I try to capture the error output. 

   <?php
        $output = array();
        $command = <<<END
mysql -h$host -u$user --password='$pass' --execute="create database $name;" 2>&1
END;
        exec($command, $output, $code);
    ?>
  1. $output returns no value
  2. $code returns 0

But this query returns an error in the terminal: "database already exists".

When I remove 2>&1

     $command = <<<END
        mysql -h$host -u$user --password='$pass' --execute="create database $name;"
END;
     exec($command, $output, $code);
  1. $output returns no value
  2. $code returns 1

How can I get the correct $output and $code value?

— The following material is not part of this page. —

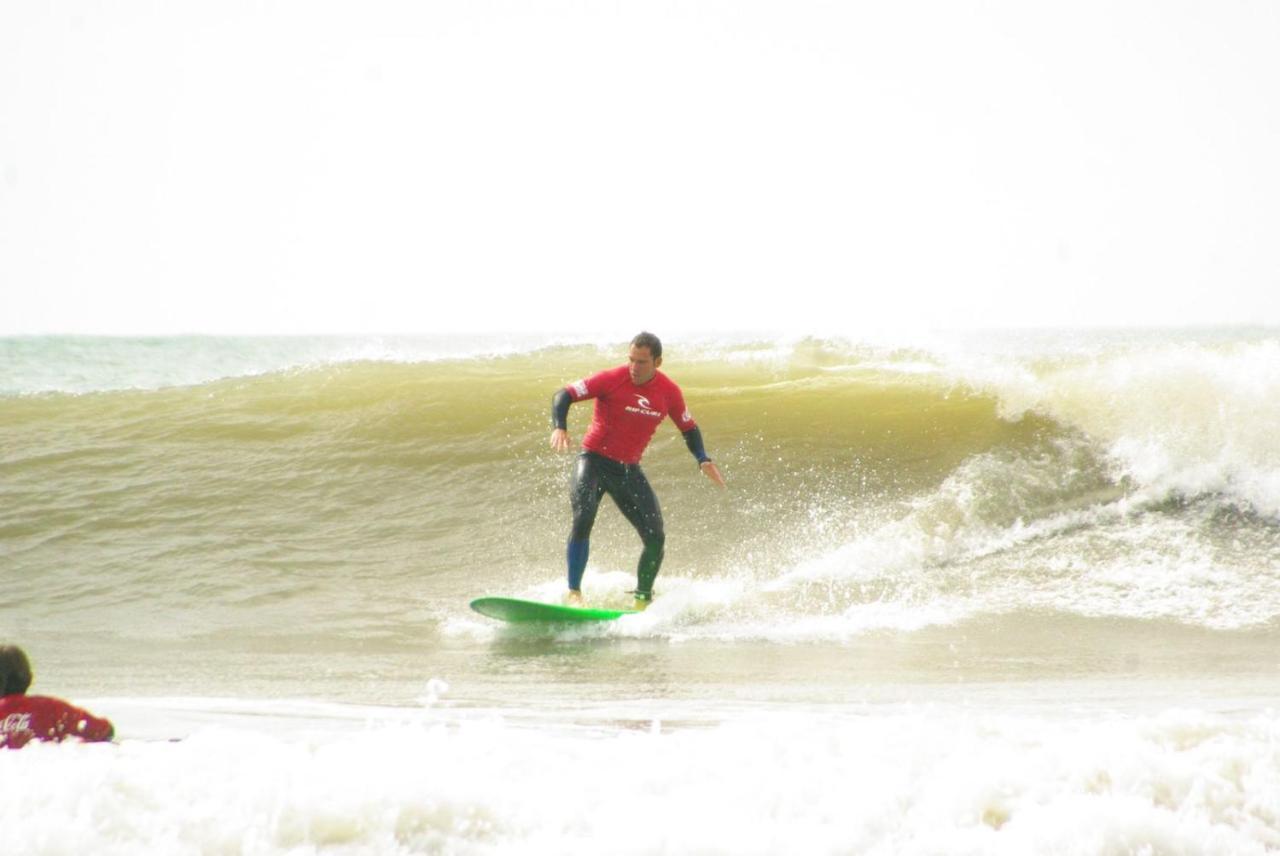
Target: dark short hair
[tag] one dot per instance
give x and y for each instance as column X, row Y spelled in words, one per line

share|improve this question
    
Any reason for not using mysql_create_db()‌​? – manatwork Nov 4 '11 at 9:58
    
Unfortunately it doesn't suit me. I write my own t_exec() function which executes and captures errors for shell commands. – Mooncat No Nov 4 '11 at 10:31

2 Answers 2

up vote 1 down vote

Had the same problem, except that I was importing a .sql file instead of using --execute

It worked after I added 2>&1 and using double quotes instead of singles.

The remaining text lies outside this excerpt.